A vivid first hand description of studio conditions has been given by BBC producer Lance Sieveking in his novel The Perfect Witch (1935). That book has been out of print for many years and it is very difficult to find. An extract is given here:
Fabian tiptoed into Number Two Television Studio [Broadcasting House]. It was a very large, bare room, the walls of which were lined with a felt-like material, painted white, with here and there a patch of black. Most of the room was in inky darkness…
A yard or two away, her back against a board on which was a black and white design, stood Virginia. A blindingly brilliant horizontal fountain of jigging dots of light swept across her face and the upper part of her body, so that she seemed to float there, shivering and immaterial like a sort of spiritual manifestation. Her face and neck were made-up with deep, contrasting, curved strokes of blue and grey-white.
She was just finishing a monologue. Fabian listened to her voice enchanted, and almost without knowing what had happened, allowed himself to be guided by [the producer] into the projection room. Here through a long narrow piece of glass he was able to look down the long stream of light-beams that rushed continuously across Virginia's face, scanning and scanning it, and turning a little he was able to see in a small screen her tiny image reduced to the scale on which the public saw her, and all the effect of the queer make-up was gone, leaving, in black and white, the face he knew so well, smiling at him and saying the last words of the monologue. … In another moment it was over. She bowed into the hurrying storm of brilliant dots, stepped aside into the darkness.
Someone stepped into the light and made an announcement, there was a pause, and then the whole studio was lighted normally. Fabian wandered into the middle of the floor and stood facing the scanning apparatus, which was running idle, and for a moment the little jigging dots played across his eyes. "Fancy yourself a television star?" said the voice of [the producer].

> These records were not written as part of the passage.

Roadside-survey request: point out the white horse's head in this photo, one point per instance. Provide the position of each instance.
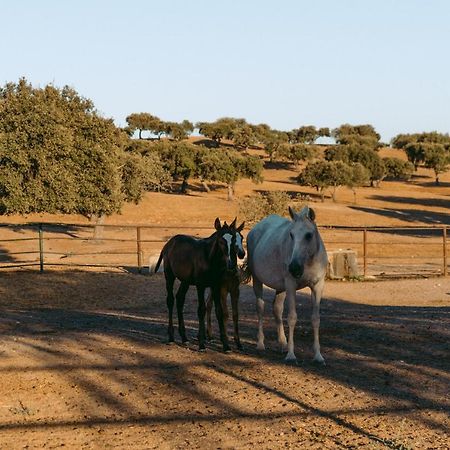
(304, 240)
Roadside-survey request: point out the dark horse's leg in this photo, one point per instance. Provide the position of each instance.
(215, 292)
(181, 296)
(170, 279)
(209, 303)
(234, 294)
(201, 310)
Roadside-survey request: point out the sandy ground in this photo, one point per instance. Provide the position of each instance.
(85, 364)
(84, 361)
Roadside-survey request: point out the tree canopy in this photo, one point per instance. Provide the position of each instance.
(57, 155)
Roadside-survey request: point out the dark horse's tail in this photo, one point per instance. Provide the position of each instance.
(161, 256)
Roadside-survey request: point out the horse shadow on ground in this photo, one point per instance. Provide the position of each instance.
(390, 352)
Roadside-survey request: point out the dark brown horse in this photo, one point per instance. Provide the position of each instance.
(202, 263)
(229, 283)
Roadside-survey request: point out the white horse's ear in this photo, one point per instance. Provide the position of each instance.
(304, 213)
(293, 214)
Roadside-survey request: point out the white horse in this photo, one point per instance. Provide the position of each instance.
(286, 256)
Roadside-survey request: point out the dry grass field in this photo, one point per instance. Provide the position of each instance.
(84, 361)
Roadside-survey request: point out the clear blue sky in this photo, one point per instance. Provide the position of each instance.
(284, 63)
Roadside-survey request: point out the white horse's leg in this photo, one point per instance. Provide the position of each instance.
(258, 290)
(316, 295)
(278, 304)
(292, 318)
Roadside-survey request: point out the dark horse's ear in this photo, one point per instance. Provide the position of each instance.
(293, 214)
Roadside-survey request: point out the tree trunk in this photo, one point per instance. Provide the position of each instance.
(322, 195)
(98, 228)
(230, 192)
(205, 186)
(184, 185)
(333, 194)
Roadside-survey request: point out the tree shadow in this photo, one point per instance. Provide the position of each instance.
(426, 202)
(106, 334)
(408, 215)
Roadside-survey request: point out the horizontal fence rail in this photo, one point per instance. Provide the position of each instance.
(380, 251)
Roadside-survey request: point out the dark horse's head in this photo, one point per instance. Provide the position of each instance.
(230, 242)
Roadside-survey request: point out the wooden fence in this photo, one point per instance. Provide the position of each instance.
(381, 251)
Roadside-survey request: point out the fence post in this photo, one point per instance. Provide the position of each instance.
(444, 242)
(365, 251)
(41, 248)
(139, 248)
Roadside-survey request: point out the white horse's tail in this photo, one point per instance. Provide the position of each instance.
(245, 274)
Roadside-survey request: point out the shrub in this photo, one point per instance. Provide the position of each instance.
(258, 206)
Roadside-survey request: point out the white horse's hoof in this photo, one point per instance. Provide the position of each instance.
(291, 358)
(319, 360)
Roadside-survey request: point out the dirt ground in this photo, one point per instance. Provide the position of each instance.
(84, 361)
(85, 364)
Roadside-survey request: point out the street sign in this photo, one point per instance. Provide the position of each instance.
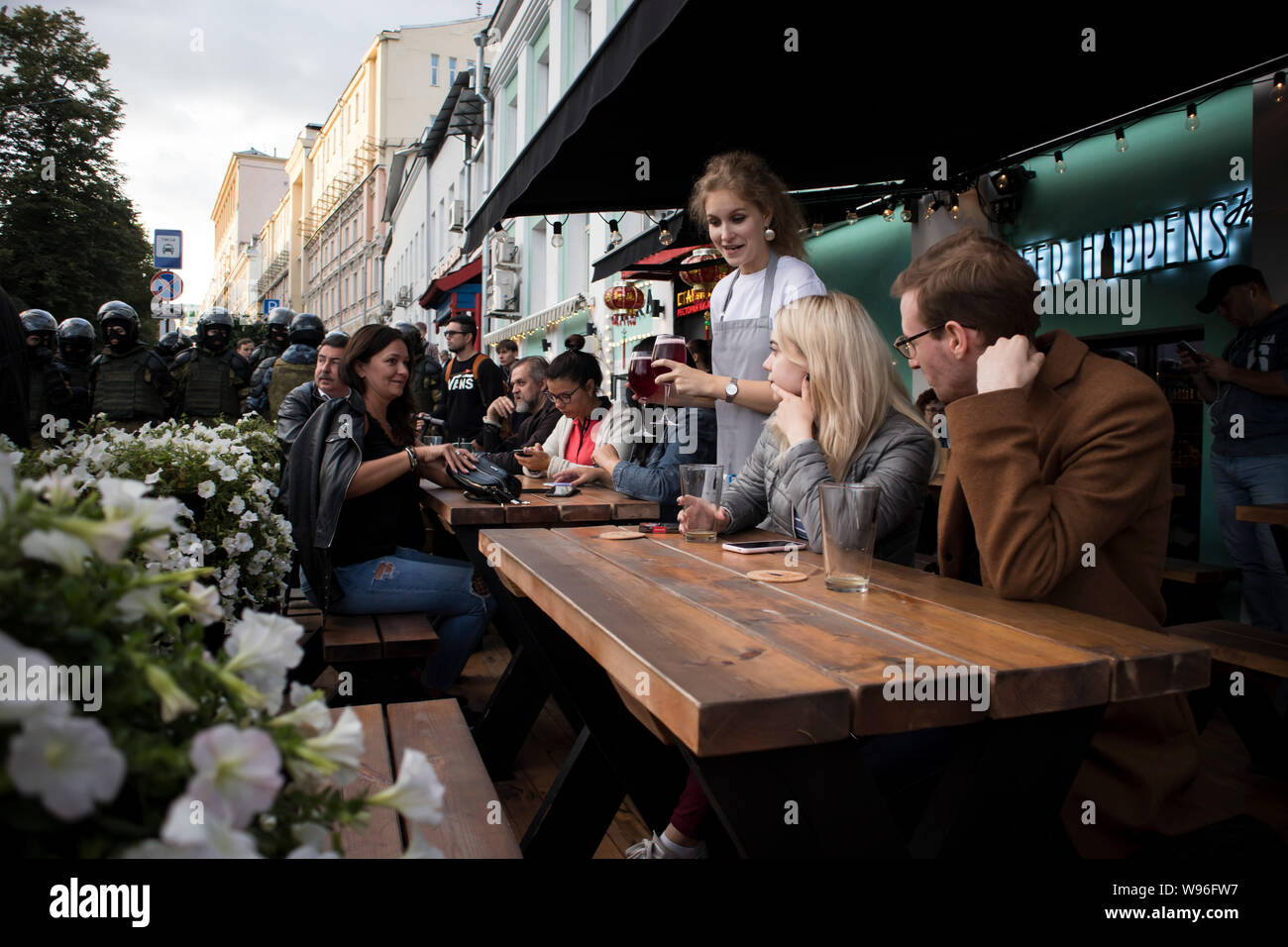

In the early electronic television era (1936-39) the pictures were slightly larger, but still only a 9 to 12 inches diameter on a cathode ray tube which gave them a blue-white tinge. Prolonged watching of television often led to eyestrain or headaches, as I recall from my teenage years. Since then there has been a gradual improvement of the technology towards better definition and larger picture size, and of course colour. The awkward and heavy cathode ray tubes, once at the cutting edge of television technology, have been replaced by flat-screen digital displays. In the cathode ray tube era it was fashionable to despise mechanical moving parts, but today they still play a part in computers and in modern video equipment, although hidden from view.